Em entrevista à 'Cadena Ser', Robles refletiu sobre se o governo pode assumir as competências para enfrentar catástrofes sem esperar pelas regiões autônomas, no contexto das acusações entre o governo e os presidentes regionais 'populares' sobre a lentidão na resposta aos incêndios florestais.
Mas a primeira coisa que ele quis deixar claro é que, embora o exército "esteja sempre preparado", no caso de incêndios, devem ser as regiões que realizam o trabalho de prevenção durante todo o ano.
"Quando já há incêndios, quando não houve investimento em prevenção, quando não houve investimento em treinamento, não se pode dizer: 'ah, bem, o exército estará aqui'", disse o ministro, que pediu às comunidades autônomas que aprendessem "lições" com o que aconteceu.
NENHUMA REGIÃO AUTÔNOMA PEDIU POR ISSO
No debate sobre a competência, Robles reconheceu que a Lei de Proteção Civil prevê que o Estado pode solicitar a ativação da UME em caso de desastres, se considerar necessário, mas explicou que a lei "estabelece estruturas genéricas" e "a realidade" é que "nenhuma região autônoma (afetada pelos incêndios) abordou" o governo "nesses termos". "Se você me disser que uma delas pediu e o governo não quis, mas não houve nenhuma", acrescentou.
Perguntada se está aberta a uma modificação legal para que o Estado possa solicitar a intervenção do exército sem esperar pelas regiões autônomas, a chefe da pasta da Defesa não se mostrou contrária, mas desde que a mudança seja resultado de um consenso e de um pacto de Estado, e não de "imposições" e "conjunturas" porque "não foi feito o suficiente". "As leis estão abertas e sempre podem ser modificadas, mas isso não pode ser um pretexto para que as regiões autônomas não cumpram suas responsabilidades", concluiu.
Por outro lado, insistiu que "não cabe" ao Governo elevar o nível de 2 para 3 no combate aos incêndios, mas às autoridades regionais, e pediu aos presidentes regionais que "sejam honestos, assumam suas responsabilidades constitucionais e legalmente estabelecidas" e não "desviem" a atenção com essa polêmica.

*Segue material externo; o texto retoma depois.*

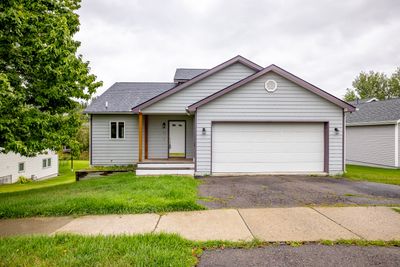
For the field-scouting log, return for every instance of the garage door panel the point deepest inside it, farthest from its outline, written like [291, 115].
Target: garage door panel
[267, 147]
[268, 158]
[257, 168]
[265, 136]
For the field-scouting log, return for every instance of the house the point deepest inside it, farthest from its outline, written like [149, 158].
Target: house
[235, 118]
[373, 133]
[13, 166]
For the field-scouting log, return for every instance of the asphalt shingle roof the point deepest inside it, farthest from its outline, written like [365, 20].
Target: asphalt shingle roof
[187, 74]
[385, 110]
[123, 96]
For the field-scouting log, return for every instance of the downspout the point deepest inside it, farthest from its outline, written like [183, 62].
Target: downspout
[90, 139]
[396, 144]
[344, 142]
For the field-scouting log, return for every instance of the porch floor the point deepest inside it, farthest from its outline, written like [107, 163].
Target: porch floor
[175, 166]
[169, 160]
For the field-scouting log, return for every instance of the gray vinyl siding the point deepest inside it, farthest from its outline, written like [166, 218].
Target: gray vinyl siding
[176, 103]
[106, 151]
[252, 102]
[158, 137]
[371, 145]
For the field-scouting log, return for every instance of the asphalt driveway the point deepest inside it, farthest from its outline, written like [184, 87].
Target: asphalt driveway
[306, 255]
[292, 191]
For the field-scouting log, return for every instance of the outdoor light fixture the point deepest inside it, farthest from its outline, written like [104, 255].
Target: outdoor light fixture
[336, 131]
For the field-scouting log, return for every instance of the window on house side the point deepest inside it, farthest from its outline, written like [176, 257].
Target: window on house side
[113, 130]
[117, 130]
[121, 130]
[21, 167]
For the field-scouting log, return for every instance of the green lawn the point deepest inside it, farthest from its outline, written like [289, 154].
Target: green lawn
[73, 250]
[65, 176]
[136, 250]
[372, 174]
[118, 193]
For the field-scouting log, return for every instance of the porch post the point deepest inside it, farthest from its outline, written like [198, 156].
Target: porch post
[140, 137]
[146, 137]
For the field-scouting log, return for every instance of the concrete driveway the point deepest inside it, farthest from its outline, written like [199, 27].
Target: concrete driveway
[292, 191]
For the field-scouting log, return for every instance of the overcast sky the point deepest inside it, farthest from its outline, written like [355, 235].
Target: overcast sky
[327, 43]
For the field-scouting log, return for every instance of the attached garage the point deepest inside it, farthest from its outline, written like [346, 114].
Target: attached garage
[268, 147]
[271, 122]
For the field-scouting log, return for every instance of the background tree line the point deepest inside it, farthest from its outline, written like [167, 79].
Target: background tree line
[374, 84]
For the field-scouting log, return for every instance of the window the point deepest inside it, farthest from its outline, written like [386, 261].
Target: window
[121, 129]
[113, 130]
[117, 130]
[21, 167]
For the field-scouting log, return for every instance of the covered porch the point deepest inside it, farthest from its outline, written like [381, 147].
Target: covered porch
[166, 144]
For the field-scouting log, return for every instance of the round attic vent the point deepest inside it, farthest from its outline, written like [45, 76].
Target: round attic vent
[271, 85]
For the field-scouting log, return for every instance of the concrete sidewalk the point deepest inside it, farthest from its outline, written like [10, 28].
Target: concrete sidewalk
[268, 224]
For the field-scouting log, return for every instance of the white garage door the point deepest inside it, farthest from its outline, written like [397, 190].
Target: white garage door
[267, 147]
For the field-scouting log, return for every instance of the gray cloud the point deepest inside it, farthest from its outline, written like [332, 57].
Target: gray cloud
[325, 42]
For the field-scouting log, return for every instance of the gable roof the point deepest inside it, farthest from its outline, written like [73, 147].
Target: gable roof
[283, 73]
[182, 74]
[237, 59]
[362, 101]
[122, 95]
[375, 112]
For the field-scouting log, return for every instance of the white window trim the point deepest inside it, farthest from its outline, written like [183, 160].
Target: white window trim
[47, 165]
[117, 132]
[44, 160]
[23, 162]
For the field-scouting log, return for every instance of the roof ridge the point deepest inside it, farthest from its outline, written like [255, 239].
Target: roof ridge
[282, 72]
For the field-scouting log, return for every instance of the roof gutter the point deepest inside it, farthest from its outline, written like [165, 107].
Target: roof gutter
[372, 123]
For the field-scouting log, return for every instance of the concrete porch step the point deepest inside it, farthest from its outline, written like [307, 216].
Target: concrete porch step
[164, 171]
[165, 165]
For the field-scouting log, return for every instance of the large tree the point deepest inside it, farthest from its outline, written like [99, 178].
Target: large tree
[42, 77]
[374, 85]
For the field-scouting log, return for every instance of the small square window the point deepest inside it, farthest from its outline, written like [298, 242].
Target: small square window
[21, 167]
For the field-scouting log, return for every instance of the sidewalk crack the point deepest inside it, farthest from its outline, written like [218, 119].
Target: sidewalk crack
[245, 223]
[360, 236]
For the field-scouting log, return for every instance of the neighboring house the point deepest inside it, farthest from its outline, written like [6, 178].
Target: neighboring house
[373, 133]
[13, 166]
[235, 118]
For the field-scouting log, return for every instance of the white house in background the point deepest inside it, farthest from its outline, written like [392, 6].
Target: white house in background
[235, 118]
[373, 133]
[12, 166]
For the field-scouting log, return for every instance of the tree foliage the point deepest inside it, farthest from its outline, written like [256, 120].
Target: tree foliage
[374, 85]
[41, 75]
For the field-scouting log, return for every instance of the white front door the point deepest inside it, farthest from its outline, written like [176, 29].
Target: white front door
[177, 138]
[267, 147]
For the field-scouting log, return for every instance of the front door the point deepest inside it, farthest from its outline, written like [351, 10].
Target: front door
[177, 139]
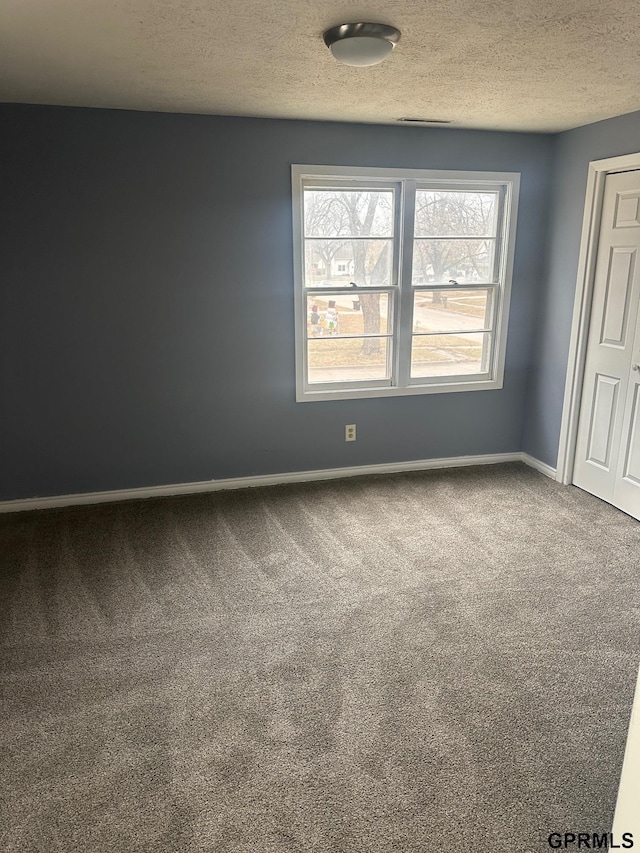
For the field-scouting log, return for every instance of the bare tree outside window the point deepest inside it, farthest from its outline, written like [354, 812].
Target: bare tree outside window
[332, 217]
[453, 237]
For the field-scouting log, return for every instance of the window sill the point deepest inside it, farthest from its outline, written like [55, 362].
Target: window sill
[310, 396]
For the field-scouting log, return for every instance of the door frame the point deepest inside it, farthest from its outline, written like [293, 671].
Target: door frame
[598, 171]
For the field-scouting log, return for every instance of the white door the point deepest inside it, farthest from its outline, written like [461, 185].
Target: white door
[607, 461]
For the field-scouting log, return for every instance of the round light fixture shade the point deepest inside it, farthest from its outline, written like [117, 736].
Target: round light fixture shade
[361, 44]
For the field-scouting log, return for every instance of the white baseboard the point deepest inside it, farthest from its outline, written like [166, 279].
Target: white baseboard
[545, 469]
[627, 814]
[267, 480]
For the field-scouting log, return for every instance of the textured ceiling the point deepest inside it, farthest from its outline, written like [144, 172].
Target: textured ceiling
[541, 65]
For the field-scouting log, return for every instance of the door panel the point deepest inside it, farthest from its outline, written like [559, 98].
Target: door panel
[618, 292]
[607, 461]
[605, 398]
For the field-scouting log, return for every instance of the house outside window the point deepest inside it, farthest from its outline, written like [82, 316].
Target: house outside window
[402, 280]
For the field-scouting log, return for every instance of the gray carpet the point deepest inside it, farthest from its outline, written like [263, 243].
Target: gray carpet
[433, 661]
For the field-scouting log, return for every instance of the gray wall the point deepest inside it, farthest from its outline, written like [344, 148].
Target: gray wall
[575, 149]
[147, 317]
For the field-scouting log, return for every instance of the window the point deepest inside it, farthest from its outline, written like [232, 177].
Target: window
[402, 280]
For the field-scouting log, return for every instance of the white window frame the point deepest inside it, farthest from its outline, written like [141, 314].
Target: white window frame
[408, 180]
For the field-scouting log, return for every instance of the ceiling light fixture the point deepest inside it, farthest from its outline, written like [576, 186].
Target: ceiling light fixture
[361, 44]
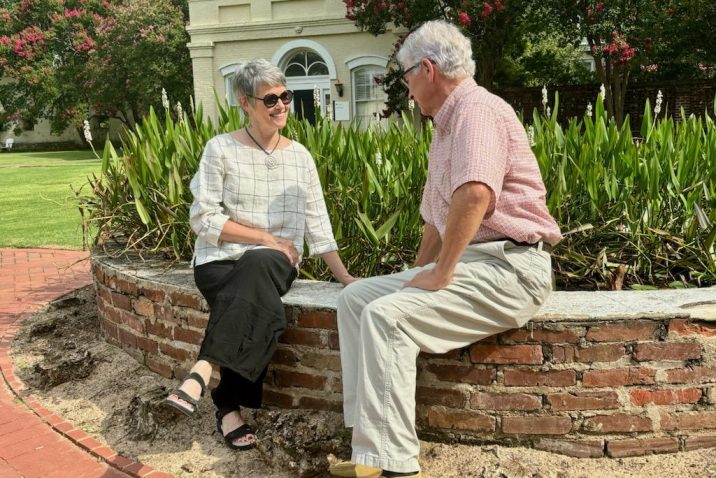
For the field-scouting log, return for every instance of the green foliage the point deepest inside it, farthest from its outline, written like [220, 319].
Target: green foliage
[637, 211]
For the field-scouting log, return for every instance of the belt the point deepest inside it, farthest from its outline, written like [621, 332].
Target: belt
[540, 246]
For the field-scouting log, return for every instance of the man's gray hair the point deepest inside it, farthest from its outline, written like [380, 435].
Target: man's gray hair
[254, 73]
[443, 44]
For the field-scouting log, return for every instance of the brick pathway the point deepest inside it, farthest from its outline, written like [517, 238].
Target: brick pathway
[33, 441]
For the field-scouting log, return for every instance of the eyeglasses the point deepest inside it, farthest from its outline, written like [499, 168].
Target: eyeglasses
[271, 100]
[402, 75]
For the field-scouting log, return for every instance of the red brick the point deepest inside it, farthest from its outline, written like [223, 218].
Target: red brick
[133, 322]
[193, 301]
[575, 448]
[638, 447]
[539, 378]
[284, 356]
[322, 360]
[110, 329]
[333, 342]
[590, 354]
[505, 401]
[536, 425]
[174, 352]
[693, 443]
[279, 399]
[154, 295]
[452, 355]
[667, 351]
[196, 318]
[460, 420]
[440, 396]
[688, 420]
[156, 365]
[293, 336]
[143, 307]
[691, 327]
[691, 375]
[583, 400]
[148, 345]
[318, 319]
[158, 329]
[315, 403]
[643, 396]
[617, 423]
[127, 338]
[462, 373]
[188, 336]
[121, 301]
[285, 378]
[542, 335]
[626, 331]
[618, 377]
[506, 354]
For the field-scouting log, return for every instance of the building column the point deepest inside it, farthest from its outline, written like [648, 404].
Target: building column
[202, 60]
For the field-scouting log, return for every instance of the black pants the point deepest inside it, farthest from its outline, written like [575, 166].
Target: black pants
[245, 321]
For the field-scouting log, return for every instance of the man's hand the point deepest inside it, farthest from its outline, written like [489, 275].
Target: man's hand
[430, 280]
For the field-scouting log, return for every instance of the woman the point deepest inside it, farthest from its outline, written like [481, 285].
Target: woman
[256, 196]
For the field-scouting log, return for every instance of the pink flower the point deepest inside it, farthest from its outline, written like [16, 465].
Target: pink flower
[464, 18]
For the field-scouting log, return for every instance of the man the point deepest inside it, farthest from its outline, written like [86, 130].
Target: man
[483, 265]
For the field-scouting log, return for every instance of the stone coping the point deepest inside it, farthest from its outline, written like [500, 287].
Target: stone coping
[697, 303]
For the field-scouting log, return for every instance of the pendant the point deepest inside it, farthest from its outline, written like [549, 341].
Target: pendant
[271, 162]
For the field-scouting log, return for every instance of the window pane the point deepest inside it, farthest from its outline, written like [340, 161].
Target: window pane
[318, 69]
[295, 70]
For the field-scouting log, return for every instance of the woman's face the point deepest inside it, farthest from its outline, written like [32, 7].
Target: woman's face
[264, 117]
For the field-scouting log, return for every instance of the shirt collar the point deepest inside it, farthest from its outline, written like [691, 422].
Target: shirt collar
[444, 115]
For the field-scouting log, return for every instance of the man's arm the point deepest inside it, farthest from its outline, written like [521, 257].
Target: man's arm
[430, 245]
[467, 209]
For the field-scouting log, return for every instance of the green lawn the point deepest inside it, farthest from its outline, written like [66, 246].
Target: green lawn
[37, 205]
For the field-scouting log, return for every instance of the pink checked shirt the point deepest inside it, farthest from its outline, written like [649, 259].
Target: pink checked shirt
[478, 137]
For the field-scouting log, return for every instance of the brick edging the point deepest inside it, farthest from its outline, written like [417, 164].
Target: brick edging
[57, 423]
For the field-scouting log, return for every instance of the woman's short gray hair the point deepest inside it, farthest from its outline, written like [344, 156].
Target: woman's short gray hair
[250, 75]
[443, 44]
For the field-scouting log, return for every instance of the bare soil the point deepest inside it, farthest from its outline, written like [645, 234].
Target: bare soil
[62, 357]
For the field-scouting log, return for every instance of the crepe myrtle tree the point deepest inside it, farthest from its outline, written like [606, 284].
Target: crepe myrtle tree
[623, 36]
[65, 59]
[490, 24]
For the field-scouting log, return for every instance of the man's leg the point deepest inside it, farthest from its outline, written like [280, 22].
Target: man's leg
[351, 303]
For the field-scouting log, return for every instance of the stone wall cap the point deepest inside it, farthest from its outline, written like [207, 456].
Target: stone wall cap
[697, 303]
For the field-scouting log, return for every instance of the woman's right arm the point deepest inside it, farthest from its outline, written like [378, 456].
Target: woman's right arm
[208, 218]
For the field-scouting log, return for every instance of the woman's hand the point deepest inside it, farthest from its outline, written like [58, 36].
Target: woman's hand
[284, 245]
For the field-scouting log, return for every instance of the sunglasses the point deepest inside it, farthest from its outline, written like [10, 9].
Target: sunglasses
[271, 100]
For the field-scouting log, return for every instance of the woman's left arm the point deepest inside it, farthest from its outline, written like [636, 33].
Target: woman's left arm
[335, 264]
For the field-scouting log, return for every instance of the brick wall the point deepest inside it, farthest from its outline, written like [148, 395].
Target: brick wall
[582, 387]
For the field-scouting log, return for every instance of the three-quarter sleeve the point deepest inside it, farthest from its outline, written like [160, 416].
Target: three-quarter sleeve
[319, 234]
[207, 216]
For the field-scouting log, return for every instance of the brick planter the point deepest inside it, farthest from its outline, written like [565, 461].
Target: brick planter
[595, 374]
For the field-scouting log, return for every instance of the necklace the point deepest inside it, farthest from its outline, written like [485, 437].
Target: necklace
[269, 161]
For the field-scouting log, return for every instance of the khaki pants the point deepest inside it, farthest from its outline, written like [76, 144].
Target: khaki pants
[382, 327]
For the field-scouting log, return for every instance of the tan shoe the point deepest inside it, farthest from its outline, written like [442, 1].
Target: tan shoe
[348, 469]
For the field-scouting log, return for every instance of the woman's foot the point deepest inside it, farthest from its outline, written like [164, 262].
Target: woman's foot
[236, 433]
[186, 397]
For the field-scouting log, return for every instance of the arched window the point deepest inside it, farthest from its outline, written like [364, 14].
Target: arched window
[306, 63]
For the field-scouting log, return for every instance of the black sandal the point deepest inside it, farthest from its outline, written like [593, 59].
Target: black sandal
[185, 397]
[240, 432]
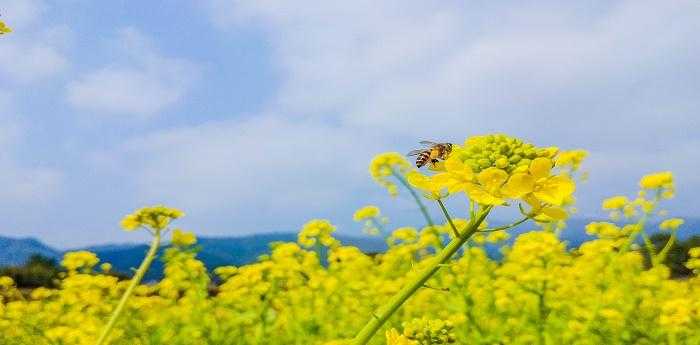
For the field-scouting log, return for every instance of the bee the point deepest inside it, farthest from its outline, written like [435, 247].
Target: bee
[433, 153]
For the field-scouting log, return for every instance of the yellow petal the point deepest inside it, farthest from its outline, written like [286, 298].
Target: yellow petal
[417, 179]
[531, 200]
[492, 178]
[443, 179]
[518, 185]
[482, 196]
[540, 167]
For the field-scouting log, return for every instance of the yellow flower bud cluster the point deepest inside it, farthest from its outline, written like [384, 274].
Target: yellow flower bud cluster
[183, 238]
[79, 260]
[571, 158]
[386, 165]
[677, 313]
[661, 182]
[317, 231]
[492, 169]
[671, 224]
[4, 29]
[425, 331]
[154, 217]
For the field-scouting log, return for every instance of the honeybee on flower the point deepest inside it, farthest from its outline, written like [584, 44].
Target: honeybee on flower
[434, 153]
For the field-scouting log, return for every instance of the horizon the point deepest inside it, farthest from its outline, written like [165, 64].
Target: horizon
[686, 231]
[257, 115]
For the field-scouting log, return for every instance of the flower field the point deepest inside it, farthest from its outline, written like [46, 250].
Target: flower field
[434, 285]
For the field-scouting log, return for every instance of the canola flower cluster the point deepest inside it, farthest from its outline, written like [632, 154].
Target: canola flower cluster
[434, 284]
[4, 29]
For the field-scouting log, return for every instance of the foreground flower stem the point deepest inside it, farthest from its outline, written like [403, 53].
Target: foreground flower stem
[145, 264]
[385, 312]
[423, 209]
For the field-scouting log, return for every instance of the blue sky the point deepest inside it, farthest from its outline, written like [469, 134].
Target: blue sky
[255, 116]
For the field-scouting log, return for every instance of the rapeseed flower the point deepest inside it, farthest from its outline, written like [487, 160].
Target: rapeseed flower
[4, 29]
[154, 217]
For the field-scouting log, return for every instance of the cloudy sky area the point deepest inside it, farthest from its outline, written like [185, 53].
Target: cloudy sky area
[255, 116]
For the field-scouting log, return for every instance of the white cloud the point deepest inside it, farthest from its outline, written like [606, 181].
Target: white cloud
[142, 86]
[34, 51]
[508, 66]
[263, 171]
[22, 183]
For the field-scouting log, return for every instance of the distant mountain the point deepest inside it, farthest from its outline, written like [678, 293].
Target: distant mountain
[216, 251]
[15, 251]
[219, 251]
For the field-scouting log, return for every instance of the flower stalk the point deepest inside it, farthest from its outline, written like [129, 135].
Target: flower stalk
[140, 272]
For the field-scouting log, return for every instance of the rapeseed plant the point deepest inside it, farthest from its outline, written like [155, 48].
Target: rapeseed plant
[435, 284]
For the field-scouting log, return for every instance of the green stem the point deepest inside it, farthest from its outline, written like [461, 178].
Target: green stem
[383, 313]
[650, 247]
[661, 257]
[145, 264]
[506, 227]
[449, 219]
[416, 197]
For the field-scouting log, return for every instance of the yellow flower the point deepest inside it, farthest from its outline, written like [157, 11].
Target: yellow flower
[616, 202]
[4, 29]
[366, 212]
[183, 238]
[662, 179]
[572, 158]
[76, 260]
[155, 217]
[488, 190]
[393, 337]
[671, 224]
[543, 191]
[458, 176]
[427, 184]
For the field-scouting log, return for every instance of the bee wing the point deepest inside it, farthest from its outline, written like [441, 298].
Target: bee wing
[415, 152]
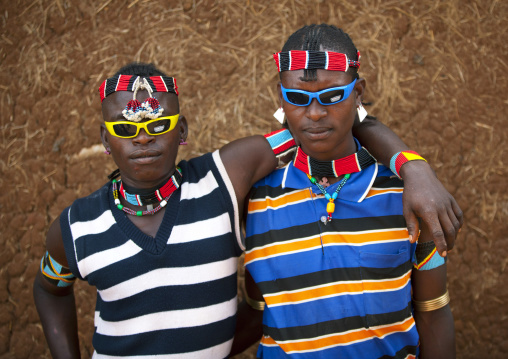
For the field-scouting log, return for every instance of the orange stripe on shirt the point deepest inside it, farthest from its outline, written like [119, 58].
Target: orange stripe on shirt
[341, 339]
[281, 248]
[337, 288]
[264, 203]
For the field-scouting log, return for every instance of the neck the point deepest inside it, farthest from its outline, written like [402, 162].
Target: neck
[350, 164]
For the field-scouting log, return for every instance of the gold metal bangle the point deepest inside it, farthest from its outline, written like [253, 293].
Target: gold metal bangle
[254, 304]
[433, 304]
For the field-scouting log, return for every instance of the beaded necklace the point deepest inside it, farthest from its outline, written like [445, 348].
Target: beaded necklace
[169, 188]
[330, 206]
[148, 197]
[336, 168]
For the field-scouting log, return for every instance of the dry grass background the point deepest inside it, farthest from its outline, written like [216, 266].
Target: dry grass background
[436, 74]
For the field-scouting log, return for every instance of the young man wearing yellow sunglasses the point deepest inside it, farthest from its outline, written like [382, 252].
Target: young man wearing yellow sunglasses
[160, 242]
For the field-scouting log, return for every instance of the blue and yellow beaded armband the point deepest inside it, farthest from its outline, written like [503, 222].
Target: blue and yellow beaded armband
[56, 273]
[281, 141]
[427, 257]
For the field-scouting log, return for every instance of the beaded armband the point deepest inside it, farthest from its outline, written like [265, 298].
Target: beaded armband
[55, 272]
[281, 141]
[426, 256]
[400, 158]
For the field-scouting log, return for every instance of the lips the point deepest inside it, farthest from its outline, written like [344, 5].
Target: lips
[317, 133]
[145, 156]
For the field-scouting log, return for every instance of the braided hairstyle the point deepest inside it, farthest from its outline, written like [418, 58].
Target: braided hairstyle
[322, 37]
[140, 69]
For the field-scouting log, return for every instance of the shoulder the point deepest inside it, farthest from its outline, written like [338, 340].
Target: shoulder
[386, 179]
[86, 208]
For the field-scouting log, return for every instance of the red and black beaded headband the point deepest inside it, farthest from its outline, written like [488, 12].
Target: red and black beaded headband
[126, 83]
[311, 59]
[136, 110]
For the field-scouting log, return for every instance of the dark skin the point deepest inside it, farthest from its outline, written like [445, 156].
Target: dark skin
[326, 133]
[146, 161]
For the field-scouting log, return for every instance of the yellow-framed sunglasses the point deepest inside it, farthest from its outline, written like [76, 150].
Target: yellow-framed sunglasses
[129, 129]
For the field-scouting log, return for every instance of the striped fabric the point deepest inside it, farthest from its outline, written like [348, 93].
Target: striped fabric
[340, 290]
[172, 296]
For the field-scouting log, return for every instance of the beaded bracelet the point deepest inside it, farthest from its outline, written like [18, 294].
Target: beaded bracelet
[402, 157]
[433, 304]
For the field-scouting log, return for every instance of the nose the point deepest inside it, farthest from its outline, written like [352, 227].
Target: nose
[315, 111]
[143, 137]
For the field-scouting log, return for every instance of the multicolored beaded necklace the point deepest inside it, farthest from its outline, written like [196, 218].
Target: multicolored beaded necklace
[161, 195]
[336, 168]
[330, 206]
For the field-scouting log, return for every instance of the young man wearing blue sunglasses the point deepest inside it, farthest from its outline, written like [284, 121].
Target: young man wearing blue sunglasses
[330, 268]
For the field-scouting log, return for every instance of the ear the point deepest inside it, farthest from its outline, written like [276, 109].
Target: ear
[182, 127]
[104, 137]
[360, 90]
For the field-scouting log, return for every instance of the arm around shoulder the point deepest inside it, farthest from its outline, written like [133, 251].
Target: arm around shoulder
[54, 298]
[425, 196]
[247, 160]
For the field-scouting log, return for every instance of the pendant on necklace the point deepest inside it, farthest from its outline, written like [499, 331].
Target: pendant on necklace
[324, 182]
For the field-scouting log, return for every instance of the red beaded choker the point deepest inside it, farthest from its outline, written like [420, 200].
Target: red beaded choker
[336, 168]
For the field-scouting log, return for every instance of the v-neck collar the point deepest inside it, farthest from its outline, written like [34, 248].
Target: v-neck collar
[154, 245]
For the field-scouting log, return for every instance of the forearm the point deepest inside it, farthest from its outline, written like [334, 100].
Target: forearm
[437, 333]
[249, 328]
[58, 318]
[381, 142]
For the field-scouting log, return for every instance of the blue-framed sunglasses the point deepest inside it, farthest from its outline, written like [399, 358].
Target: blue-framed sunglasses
[329, 96]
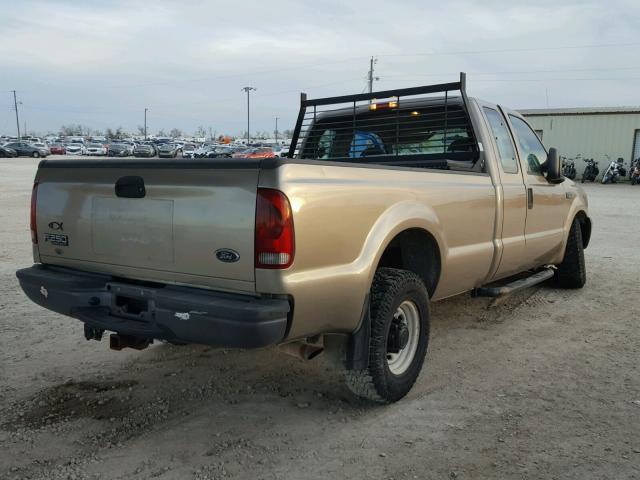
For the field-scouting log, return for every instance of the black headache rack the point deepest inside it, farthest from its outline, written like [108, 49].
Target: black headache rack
[425, 127]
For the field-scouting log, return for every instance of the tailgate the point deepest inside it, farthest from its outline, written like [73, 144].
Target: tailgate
[174, 221]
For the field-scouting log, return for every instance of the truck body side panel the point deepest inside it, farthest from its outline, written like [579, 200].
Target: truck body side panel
[344, 217]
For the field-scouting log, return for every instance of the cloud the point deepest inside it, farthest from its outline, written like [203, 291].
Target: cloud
[102, 63]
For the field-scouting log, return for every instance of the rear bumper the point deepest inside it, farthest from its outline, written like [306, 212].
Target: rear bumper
[184, 314]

Robles também insistiu que o líder do PP, Alberto Núñez Feijóo, era responsável por dificultar a coordenação entre o estado e as regiões autônomas com suas solicitações em 15 de agosto. "As comunidades sabem que eles não responderam às necessidades ou ao trabalho que estava sendo feito", disse ela, acusando-o de "interferência política" para criticar o presidente, Pedro Sánchez, e o governo.
Com relação ao fato de que a coordenação dos presidentes regionais "populares" para solicitar recursos foi discutida em um grupo do WhatsApp, a ministra disse que ficou "surpresa" e reprovou o fato de que, "sendo de sua competência e responsabilidade", eles não estavam "na linha de frente orientando a maneira de agir".